Последние часа полтора, не в силах войти в дом человека, которому ее отец так или иначе принес столько горя, она сидела на крыльце.
Тяжело вздохнув, и Кирилл примостился рядом. На ту же ступеньку.
– На вот, – он протянул ей чашку с чаем. – Выпей.
– Спасибо…
Она вцепилась в напиток дрожащими пальцами. Лишь прикоснувшись к горячему стеклу, осознала, до какой степени у нее заледенели руки.
Пить она не спешила.

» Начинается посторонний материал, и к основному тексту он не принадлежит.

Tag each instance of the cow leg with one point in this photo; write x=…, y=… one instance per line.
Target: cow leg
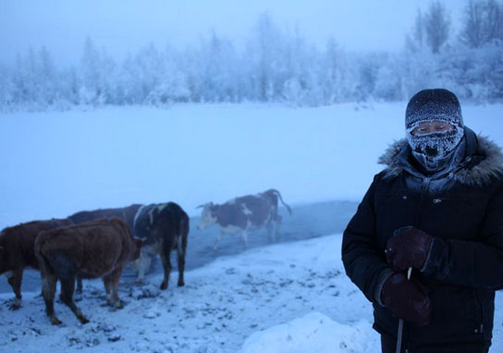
x=48, y=291
x=180, y=253
x=115, y=287
x=79, y=285
x=111, y=282
x=67, y=289
x=269, y=232
x=278, y=223
x=144, y=264
x=15, y=280
x=245, y=238
x=220, y=236
x=107, y=283
x=165, y=253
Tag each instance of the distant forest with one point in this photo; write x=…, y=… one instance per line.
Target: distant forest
x=275, y=65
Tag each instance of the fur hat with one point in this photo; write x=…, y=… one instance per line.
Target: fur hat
x=433, y=105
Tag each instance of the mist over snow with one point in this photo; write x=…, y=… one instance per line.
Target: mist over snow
x=55, y=164
x=285, y=298
x=126, y=26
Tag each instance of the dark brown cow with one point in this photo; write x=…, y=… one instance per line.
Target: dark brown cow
x=95, y=249
x=243, y=214
x=17, y=251
x=164, y=227
x=127, y=214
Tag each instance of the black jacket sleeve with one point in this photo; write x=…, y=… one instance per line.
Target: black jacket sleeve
x=472, y=263
x=363, y=263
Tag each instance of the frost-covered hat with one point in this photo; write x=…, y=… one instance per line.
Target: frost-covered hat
x=434, y=150
x=433, y=105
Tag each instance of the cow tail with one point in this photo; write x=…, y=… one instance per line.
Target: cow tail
x=283, y=202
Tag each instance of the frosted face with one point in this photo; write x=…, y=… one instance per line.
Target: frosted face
x=432, y=142
x=431, y=127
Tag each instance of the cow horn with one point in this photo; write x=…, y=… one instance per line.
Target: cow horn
x=205, y=204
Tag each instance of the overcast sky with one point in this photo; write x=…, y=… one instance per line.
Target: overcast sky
x=122, y=26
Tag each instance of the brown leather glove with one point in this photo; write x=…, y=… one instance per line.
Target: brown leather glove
x=408, y=247
x=406, y=300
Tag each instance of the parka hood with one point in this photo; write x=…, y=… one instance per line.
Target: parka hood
x=483, y=161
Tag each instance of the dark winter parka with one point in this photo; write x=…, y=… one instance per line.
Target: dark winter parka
x=463, y=211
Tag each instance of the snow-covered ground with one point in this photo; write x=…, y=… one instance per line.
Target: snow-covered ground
x=54, y=164
x=290, y=297
x=284, y=298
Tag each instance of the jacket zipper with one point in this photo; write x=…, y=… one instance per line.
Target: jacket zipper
x=480, y=329
x=417, y=223
x=422, y=196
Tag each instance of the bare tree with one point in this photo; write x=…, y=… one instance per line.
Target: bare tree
x=483, y=23
x=437, y=26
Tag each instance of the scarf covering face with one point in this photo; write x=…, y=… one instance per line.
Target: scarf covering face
x=434, y=150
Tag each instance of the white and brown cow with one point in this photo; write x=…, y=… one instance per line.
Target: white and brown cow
x=163, y=227
x=243, y=214
x=94, y=249
x=17, y=251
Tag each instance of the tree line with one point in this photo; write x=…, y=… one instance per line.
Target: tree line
x=275, y=65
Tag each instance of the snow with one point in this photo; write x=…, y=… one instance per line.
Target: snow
x=282, y=298
x=290, y=297
x=314, y=332
x=220, y=306
x=55, y=164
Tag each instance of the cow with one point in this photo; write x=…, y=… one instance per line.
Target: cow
x=243, y=214
x=127, y=214
x=94, y=249
x=17, y=251
x=163, y=227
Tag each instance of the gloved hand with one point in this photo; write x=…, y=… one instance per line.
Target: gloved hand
x=408, y=247
x=406, y=300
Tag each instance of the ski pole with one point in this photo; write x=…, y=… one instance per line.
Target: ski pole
x=400, y=322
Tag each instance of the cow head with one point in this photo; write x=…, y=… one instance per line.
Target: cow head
x=208, y=216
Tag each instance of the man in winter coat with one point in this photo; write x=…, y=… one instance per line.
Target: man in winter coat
x=436, y=213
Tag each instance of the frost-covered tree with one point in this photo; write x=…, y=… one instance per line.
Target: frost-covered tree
x=416, y=40
x=265, y=62
x=483, y=23
x=437, y=26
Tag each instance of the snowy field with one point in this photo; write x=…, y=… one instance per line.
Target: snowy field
x=55, y=164
x=291, y=297
x=286, y=298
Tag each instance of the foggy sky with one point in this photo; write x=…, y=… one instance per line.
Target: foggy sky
x=122, y=26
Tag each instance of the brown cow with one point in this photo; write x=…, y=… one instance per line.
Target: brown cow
x=127, y=214
x=17, y=251
x=95, y=249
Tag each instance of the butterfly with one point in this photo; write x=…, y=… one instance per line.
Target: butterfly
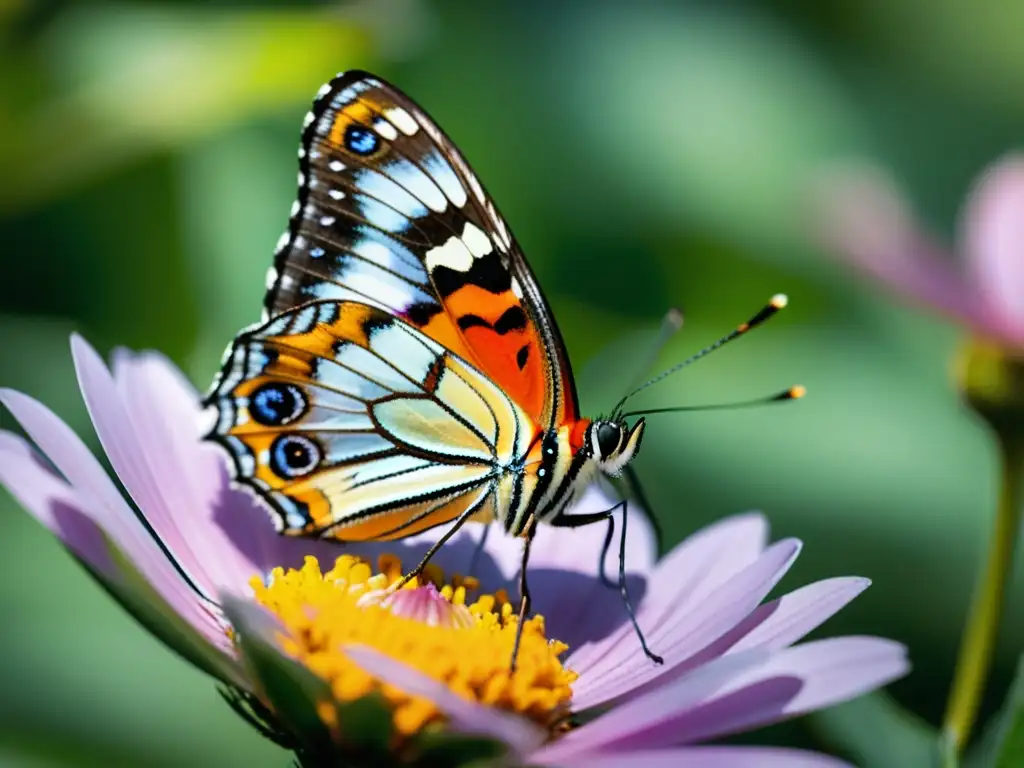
x=409, y=372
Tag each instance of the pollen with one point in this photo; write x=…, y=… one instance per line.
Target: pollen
x=432, y=624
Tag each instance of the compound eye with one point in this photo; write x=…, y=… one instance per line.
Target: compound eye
x=608, y=437
x=293, y=456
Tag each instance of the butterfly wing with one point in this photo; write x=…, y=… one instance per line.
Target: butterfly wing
x=355, y=425
x=390, y=214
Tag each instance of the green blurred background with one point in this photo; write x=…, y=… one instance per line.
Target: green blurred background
x=645, y=155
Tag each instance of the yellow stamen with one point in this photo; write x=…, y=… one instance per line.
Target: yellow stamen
x=430, y=625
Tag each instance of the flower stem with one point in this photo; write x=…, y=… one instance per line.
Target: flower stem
x=987, y=602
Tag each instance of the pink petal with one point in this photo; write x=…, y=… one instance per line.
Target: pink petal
x=683, y=635
x=163, y=503
x=579, y=549
x=711, y=757
x=467, y=717
x=184, y=480
x=98, y=499
x=564, y=572
x=684, y=577
x=863, y=218
x=653, y=719
x=993, y=241
x=834, y=670
x=790, y=617
x=817, y=675
x=53, y=503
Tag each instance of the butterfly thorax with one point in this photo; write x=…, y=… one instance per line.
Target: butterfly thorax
x=560, y=465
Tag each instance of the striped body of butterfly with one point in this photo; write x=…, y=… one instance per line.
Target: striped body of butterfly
x=409, y=372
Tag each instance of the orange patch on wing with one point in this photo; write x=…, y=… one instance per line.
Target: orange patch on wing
x=357, y=113
x=442, y=330
x=514, y=358
x=394, y=524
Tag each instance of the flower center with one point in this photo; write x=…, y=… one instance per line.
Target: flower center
x=429, y=626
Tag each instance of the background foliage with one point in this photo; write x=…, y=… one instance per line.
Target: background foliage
x=646, y=156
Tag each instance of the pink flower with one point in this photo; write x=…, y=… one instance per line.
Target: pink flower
x=187, y=544
x=982, y=285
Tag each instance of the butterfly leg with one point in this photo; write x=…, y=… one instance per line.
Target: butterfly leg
x=459, y=522
x=633, y=484
x=523, y=593
x=480, y=546
x=576, y=521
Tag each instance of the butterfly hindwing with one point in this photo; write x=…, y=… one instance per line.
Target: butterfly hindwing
x=354, y=424
x=389, y=214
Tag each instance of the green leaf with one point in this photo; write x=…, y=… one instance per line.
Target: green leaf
x=148, y=608
x=366, y=725
x=444, y=750
x=136, y=80
x=878, y=733
x=291, y=690
x=1003, y=743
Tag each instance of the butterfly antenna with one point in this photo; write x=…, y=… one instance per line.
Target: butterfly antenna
x=778, y=301
x=793, y=393
x=671, y=323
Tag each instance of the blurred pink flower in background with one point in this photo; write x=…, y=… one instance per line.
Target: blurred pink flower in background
x=980, y=282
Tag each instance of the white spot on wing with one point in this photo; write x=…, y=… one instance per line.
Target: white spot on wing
x=383, y=188
x=475, y=239
x=417, y=182
x=444, y=177
x=402, y=350
x=454, y=254
x=403, y=120
x=382, y=216
x=385, y=129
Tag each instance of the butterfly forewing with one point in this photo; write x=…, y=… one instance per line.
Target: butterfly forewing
x=354, y=424
x=389, y=214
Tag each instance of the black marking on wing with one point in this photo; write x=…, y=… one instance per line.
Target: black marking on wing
x=486, y=272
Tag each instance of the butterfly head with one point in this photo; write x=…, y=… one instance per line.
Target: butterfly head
x=613, y=443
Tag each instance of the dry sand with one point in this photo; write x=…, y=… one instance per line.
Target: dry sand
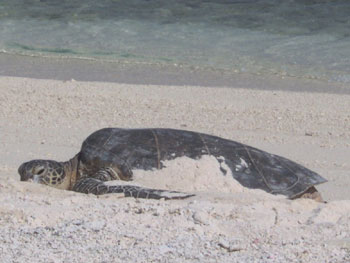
x=222, y=223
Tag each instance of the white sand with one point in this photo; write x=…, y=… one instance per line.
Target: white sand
x=223, y=223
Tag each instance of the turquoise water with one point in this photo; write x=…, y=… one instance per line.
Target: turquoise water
x=302, y=38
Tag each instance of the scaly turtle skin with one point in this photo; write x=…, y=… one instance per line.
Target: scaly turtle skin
x=112, y=154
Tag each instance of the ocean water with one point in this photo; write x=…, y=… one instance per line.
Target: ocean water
x=302, y=38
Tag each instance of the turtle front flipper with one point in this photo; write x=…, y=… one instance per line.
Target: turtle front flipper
x=98, y=187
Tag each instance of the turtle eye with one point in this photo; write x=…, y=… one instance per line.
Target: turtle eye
x=40, y=171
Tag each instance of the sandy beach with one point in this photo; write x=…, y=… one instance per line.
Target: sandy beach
x=49, y=119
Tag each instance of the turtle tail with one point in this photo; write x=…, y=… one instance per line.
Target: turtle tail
x=97, y=187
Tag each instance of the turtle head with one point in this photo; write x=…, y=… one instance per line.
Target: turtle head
x=43, y=172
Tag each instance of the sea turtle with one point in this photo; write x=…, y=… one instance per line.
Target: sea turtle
x=112, y=154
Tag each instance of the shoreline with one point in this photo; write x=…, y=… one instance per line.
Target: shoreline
x=67, y=69
x=296, y=125
x=49, y=119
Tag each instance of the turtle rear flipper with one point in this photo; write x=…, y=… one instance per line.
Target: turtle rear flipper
x=97, y=187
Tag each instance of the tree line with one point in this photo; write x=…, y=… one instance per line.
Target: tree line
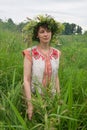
x=69, y=28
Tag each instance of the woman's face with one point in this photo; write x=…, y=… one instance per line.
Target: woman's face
x=44, y=35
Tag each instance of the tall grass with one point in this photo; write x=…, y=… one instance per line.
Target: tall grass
x=67, y=112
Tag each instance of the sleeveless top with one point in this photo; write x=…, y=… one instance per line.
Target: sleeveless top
x=44, y=67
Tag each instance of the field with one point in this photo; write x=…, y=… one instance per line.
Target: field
x=67, y=112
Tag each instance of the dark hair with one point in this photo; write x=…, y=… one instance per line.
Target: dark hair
x=48, y=23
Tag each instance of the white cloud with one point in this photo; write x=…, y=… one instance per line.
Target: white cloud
x=73, y=11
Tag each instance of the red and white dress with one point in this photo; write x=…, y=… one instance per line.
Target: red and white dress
x=44, y=67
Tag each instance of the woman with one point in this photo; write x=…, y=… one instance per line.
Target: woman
x=41, y=62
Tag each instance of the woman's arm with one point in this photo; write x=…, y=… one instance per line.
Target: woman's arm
x=27, y=83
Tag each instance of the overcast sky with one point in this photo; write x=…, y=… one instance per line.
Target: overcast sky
x=72, y=11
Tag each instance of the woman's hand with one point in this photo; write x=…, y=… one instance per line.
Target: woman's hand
x=30, y=111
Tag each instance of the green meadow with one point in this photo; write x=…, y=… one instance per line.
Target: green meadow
x=67, y=112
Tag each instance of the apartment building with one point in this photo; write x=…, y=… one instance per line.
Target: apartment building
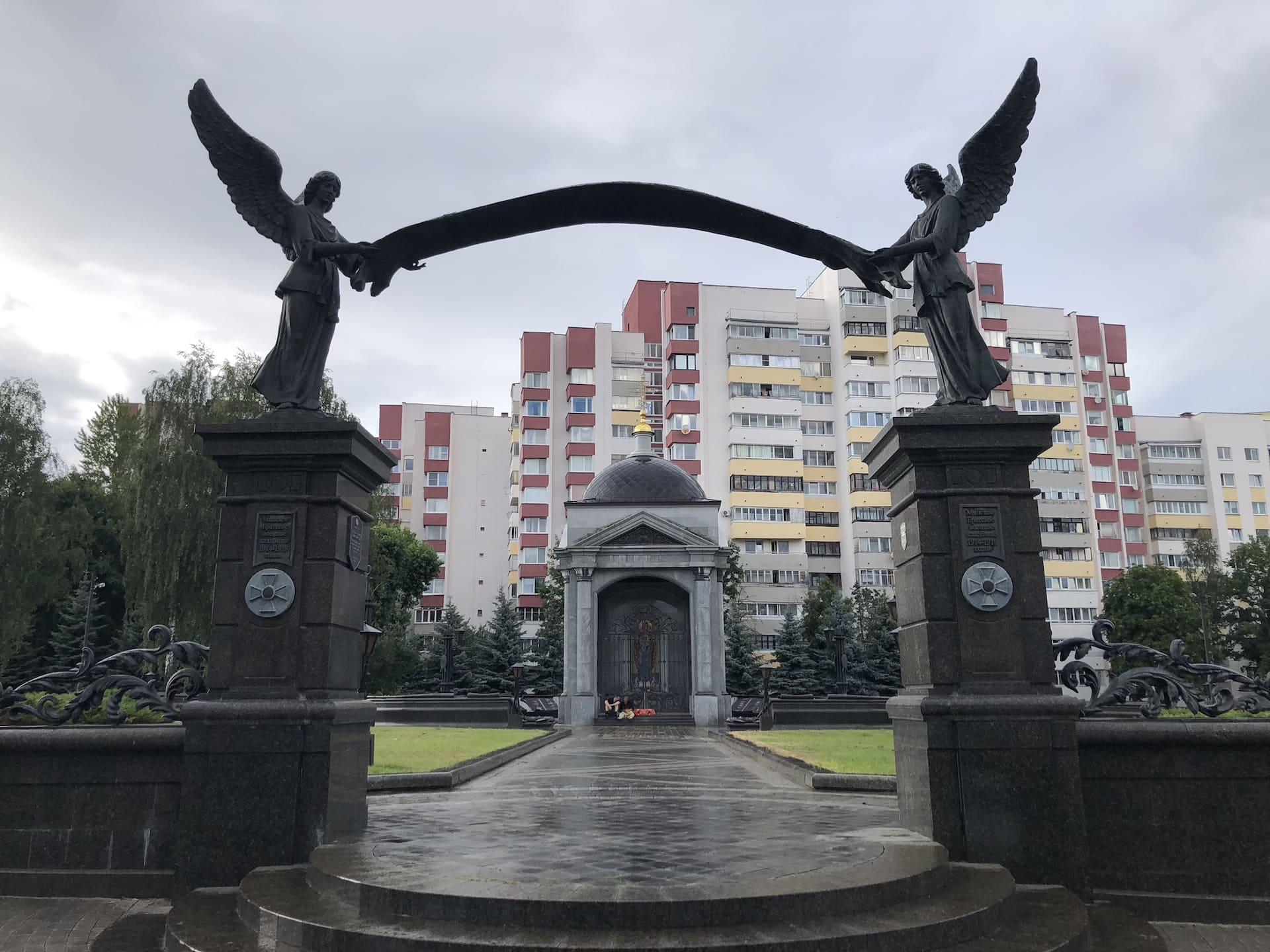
x=1205, y=474
x=450, y=488
x=573, y=412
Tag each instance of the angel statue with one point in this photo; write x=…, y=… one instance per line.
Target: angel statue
x=954, y=208
x=291, y=375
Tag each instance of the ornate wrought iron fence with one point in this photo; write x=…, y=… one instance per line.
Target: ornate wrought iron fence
x=1170, y=678
x=175, y=677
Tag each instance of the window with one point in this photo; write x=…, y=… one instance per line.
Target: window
x=1042, y=348
x=1171, y=507
x=762, y=332
x=767, y=484
x=859, y=298
x=1048, y=380
x=919, y=385
x=868, y=418
x=875, y=578
x=869, y=513
x=1046, y=407
x=759, y=451
x=1068, y=583
x=873, y=543
x=1071, y=616
x=818, y=457
x=867, y=387
x=780, y=391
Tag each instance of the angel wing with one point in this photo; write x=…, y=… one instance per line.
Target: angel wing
x=251, y=171
x=990, y=158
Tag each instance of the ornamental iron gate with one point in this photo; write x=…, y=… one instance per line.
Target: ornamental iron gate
x=644, y=648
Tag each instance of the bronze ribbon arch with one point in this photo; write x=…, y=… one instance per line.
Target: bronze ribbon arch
x=616, y=204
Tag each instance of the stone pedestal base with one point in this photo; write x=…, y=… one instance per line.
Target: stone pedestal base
x=266, y=782
x=995, y=779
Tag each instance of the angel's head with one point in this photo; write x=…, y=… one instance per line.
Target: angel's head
x=323, y=187
x=923, y=180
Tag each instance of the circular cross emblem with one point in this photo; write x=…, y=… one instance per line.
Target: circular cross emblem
x=987, y=587
x=270, y=593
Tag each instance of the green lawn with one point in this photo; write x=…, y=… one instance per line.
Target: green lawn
x=423, y=749
x=835, y=750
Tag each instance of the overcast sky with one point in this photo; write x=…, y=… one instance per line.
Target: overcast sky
x=1142, y=196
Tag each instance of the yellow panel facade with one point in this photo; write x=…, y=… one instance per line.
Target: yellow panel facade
x=1083, y=571
x=767, y=530
x=854, y=344
x=765, y=375
x=765, y=467
x=821, y=504
x=781, y=500
x=910, y=338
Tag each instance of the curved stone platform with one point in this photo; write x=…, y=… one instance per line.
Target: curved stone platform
x=629, y=842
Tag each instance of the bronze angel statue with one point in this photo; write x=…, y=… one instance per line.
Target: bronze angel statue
x=954, y=208
x=291, y=375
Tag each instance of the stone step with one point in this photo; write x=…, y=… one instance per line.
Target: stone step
x=902, y=873
x=299, y=917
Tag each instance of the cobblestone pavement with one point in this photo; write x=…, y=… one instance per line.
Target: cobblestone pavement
x=80, y=924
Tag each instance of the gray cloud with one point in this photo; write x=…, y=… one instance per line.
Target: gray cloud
x=1137, y=198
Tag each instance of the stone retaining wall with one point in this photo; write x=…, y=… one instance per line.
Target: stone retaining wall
x=89, y=810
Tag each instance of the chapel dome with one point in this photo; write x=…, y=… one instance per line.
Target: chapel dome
x=643, y=479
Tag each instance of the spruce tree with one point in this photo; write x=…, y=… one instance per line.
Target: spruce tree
x=488, y=658
x=798, y=673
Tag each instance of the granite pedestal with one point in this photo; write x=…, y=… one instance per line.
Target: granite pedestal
x=984, y=740
x=277, y=750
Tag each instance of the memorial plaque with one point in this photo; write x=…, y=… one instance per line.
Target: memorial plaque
x=275, y=537
x=355, y=542
x=981, y=532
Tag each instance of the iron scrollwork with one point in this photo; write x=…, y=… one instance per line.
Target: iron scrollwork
x=1162, y=678
x=113, y=678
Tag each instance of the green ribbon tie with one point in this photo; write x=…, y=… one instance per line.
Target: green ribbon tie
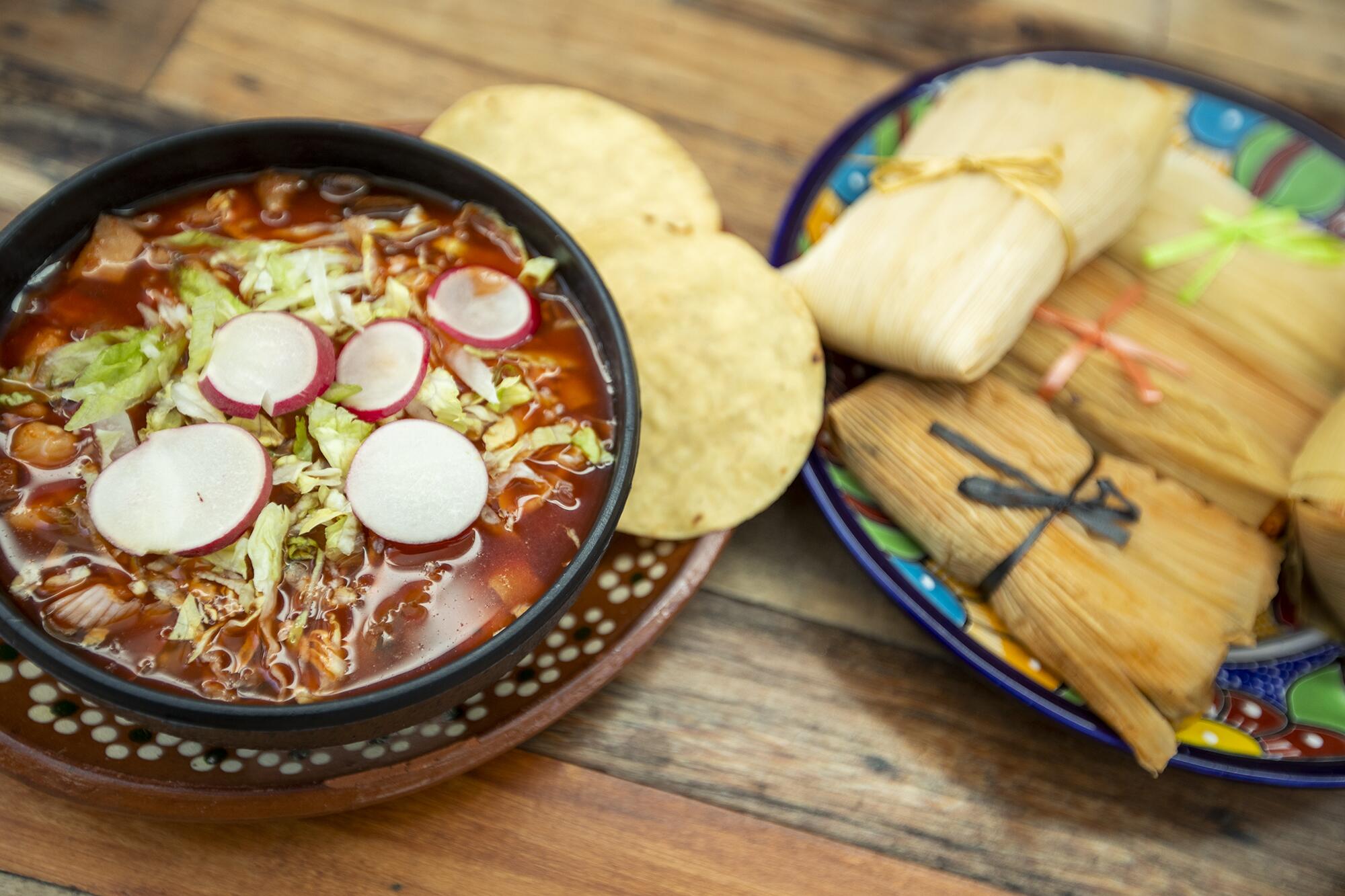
x=1272, y=229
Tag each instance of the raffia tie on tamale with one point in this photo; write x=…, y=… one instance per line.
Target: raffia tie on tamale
x=1223, y=427
x=1028, y=174
x=1140, y=630
x=1241, y=270
x=938, y=268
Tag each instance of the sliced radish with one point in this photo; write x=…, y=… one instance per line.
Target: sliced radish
x=388, y=361
x=482, y=307
x=418, y=482
x=268, y=361
x=184, y=491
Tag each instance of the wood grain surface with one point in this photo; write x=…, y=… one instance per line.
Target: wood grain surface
x=790, y=690
x=521, y=825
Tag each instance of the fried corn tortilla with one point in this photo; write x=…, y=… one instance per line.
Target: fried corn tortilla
x=586, y=159
x=731, y=377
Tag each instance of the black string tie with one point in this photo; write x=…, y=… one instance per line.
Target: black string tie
x=1106, y=514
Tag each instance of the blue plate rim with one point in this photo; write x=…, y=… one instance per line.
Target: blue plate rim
x=1256, y=770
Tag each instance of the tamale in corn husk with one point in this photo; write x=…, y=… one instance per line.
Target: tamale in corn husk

Просто грелась, вдыхая аромат мяты и других трав.
– Все будет хорошо! – прозвучало внезапно.
Вика вскинула на собеседника чуть заторможенный взгляд и протянула:
– М-м-м?
– Когда буря утихнет, все вернется…
– Не останется ничего, – перебила она его, – когда эта чертова буря утихнет!
– Не думай о плохом!
– Как? Как об этом не думать, если жизнь близких мне людей в буквальном смысле слова висит на волоске? А моя собственная…
Кирилл забрал у нее чашку, отставил в сторону и заключил ее ладони в свои. Он смотрел на Вику твердо, но спокойно.
– Тебя не тронут! – заявил он в итоге. – Прокурор дал слово! Ты, твой брат и мать – вы в безопасности!
Девушка горько улыбнулась, чувствуя, как на глаза вновь наворачиваются слезы. Надломившимся голосом она прохрипела:
– А отец?
Мужчина молчал некоторое время. Затем отвел взгляд и отстранился. А когда он заговорил, Вике захотелось сдохнуть.
– Его участь предрешена. Он за все ответит, как только его найдут.
– Папу посадят? – пискнула она со слабой надеждой в голосе.